While Mailchimp is largely considered a poor acquisition, the company is still LEADING with this offering as its main go-to-market tool as it expands into new geographies. Paid customer growth continues to accelerate while quarterly retention set a 2 year high this quarter. Maybe Alex Chriss (PayPal’s new CEO) wasn’t so silly to want to buy this after all. They did overpay, but the product seems to be plugging in very nicely to the rest of the business. Revenue here rose by a mid-teens percentage Y/Y.

Intuit is now adding generative AI tools to Mailchimp to fully automate campaign creation and real-time promotions. As an aside, Mailchimp’s full year of revenue contribution vs. 3 quarters in fiscal 2022 added 3 percentage points to its 24% full year, company-wide growth rate.

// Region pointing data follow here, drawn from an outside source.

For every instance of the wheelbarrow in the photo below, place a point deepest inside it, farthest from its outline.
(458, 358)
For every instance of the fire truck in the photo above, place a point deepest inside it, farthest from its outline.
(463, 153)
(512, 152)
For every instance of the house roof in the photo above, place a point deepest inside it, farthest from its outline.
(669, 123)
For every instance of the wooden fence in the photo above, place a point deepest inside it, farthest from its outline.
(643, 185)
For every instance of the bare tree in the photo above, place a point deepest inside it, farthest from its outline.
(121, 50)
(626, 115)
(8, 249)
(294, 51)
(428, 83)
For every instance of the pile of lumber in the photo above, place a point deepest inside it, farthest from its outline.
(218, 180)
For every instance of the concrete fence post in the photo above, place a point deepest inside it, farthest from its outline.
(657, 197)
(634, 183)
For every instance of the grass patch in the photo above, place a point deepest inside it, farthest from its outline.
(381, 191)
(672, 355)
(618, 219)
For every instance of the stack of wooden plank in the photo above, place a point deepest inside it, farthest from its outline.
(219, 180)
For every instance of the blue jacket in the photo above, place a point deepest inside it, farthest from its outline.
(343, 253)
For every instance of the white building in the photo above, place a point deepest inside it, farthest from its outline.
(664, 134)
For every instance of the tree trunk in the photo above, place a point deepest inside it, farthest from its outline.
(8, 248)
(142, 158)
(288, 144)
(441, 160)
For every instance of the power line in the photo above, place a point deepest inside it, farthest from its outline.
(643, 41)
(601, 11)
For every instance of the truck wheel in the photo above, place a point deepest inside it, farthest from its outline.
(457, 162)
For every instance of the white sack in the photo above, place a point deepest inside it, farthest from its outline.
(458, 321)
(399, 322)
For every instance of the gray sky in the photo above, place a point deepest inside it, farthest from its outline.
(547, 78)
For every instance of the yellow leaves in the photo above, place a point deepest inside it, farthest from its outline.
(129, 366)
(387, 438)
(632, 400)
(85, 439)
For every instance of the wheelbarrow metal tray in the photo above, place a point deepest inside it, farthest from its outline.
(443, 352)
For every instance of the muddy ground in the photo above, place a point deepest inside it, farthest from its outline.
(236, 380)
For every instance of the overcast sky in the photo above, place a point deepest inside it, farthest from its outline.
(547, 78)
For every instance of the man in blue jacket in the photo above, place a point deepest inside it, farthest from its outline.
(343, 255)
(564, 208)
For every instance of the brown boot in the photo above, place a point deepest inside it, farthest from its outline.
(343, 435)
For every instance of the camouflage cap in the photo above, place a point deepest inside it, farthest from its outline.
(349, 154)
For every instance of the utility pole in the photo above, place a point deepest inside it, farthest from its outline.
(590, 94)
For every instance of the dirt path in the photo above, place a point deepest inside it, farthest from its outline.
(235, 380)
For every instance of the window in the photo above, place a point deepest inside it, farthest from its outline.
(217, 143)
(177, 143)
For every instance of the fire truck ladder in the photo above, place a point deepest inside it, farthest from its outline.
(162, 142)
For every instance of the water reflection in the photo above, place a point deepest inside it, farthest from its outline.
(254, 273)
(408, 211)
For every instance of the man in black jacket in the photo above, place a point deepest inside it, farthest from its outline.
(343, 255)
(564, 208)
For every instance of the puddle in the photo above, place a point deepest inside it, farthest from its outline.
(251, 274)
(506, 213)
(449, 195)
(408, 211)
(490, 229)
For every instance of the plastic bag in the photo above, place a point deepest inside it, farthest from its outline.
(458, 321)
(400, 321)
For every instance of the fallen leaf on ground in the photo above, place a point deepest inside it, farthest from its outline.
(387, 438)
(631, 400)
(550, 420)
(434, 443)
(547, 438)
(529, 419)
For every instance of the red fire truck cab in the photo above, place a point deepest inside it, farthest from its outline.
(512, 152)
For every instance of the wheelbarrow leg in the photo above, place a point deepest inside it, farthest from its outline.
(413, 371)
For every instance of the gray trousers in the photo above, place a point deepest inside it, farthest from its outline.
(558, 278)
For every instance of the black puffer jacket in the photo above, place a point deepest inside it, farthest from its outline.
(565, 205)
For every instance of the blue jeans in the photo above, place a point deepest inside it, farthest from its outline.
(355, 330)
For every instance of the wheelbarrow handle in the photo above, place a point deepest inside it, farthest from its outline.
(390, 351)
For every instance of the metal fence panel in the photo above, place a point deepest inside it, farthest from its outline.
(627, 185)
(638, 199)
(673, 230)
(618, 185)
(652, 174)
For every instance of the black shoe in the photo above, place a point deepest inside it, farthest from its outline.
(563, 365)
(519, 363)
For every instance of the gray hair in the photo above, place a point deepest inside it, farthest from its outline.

License-Based Desktop Transition:

Intuit is moving its license-based desktop customers to recurring subscriptions while it raises desktop pricing to accelerate this change. It’s 2/3 of the way through the transition which will serve as a tailwind to its online ecosystem growth next year as it wraps up the shift.

Final notes:

  • Tax season timing volatility has led to some odd seasonality in its results since 2019.
  • TurboTax will expand into business taxes.
  • Will spend $700 million in deferred debt payments next year which will be a margin headwind.

c) Autodesk (ADSK)

Results vs. Expectations:

  • Beat revenue estimate by 2.2% & beat guide by 2.2%.
    • Its 13.9% 3-yr revenue CAGR compares to 12.7% Q/Q & 13.6% 2 Qs ago.
  • Beat EBIT estimate by 6.9% & crushed FCF estimate.
  • Beat GAAP EPS estimate by $0.17 & beat guide by $0.20.
  • Beat EPS estimate by $0.18 & beat guide by $0.19.